As part of a comprehensive personal database project, I wanted to track my workout activity to find relationships between exercise, state of mind, and general fitness. I developed a simple Progressive Web App (PWA) that submits exercise data to a MySQL server. The aim was to make the process of logging workouts quick and easy, allowing me to track strength training, cardio workouts, and skill development in sports efficiently.

After using this database for a few months, I became curious about visualizing muscle fatigue and planning future workouts. I began working on additional tables to link muscles and workouts, aiming to use current muscle soreness data to create a network of muscle dependencies for future exercises, resulting in a dynamic representation of interconnected muscular fatigue.
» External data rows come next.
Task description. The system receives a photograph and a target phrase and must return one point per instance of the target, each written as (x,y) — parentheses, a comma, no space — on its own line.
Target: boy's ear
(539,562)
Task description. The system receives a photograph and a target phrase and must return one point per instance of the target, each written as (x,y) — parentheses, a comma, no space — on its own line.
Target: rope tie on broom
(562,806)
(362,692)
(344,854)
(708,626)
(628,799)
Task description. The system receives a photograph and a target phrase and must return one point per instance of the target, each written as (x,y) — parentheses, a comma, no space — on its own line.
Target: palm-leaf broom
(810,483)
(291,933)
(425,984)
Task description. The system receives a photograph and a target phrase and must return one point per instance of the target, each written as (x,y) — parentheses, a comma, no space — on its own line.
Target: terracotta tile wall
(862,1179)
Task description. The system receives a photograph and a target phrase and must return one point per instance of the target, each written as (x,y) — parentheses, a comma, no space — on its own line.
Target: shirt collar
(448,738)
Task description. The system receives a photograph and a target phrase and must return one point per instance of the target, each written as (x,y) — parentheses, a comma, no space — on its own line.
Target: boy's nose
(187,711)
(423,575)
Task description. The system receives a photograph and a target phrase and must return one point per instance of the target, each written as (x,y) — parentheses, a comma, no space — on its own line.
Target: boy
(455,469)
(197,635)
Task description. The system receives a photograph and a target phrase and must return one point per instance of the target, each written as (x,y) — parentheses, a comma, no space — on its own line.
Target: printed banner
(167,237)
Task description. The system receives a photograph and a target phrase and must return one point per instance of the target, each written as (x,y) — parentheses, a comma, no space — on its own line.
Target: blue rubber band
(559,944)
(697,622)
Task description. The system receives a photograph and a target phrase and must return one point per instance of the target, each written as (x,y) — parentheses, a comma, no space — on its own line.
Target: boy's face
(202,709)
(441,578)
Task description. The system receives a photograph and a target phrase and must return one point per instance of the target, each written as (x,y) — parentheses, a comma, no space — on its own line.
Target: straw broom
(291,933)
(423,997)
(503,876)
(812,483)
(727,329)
After working on progressive web app for a little bit, I pivoted to making an iOS app using Swift since I wanted the app to utilize iOS shortcuts and take advantage of my phone’s activity data to model fatigue for walking and running.

To visualize exercises and muscle soreness, I found a comprehensive open-source 3D model that includes every joint, muscle, vein, and bone. I ran some python scripts in Blender to reduce the complexity of the geometry so it would load better in a PWA or iOS app. With my simplified model, I created a table that maps the meshes to their corresponding muscles. I also worked on a python script based on the model ‘XFL: three compartment muscle fatigue model’ from Xia and Frey-Law.

simulated muscle exertion using XFL Muslce Fatigue Model

I have begun working on an iOS application to input and model and plan workouts using this fatigue model. Currently the application allows a user to visualize active and supporting muscles for a particular workout on a 3D model, as well as log and track their workout history. My next step is to properly build out the fatigue model within CoreData.

This project is still in its early stages. I have built the basic components but have yet to complete the muscle fatigue integration. The goal is to create a dynamic system that links workouts to muscles through dependency networks and differential equations, considering active, inactive, and fatigued muscles. The end goal is to create a predictive system with feedback that iteratively designs the best daily workout plan to meet specific muscle group needs without causing excessive strain.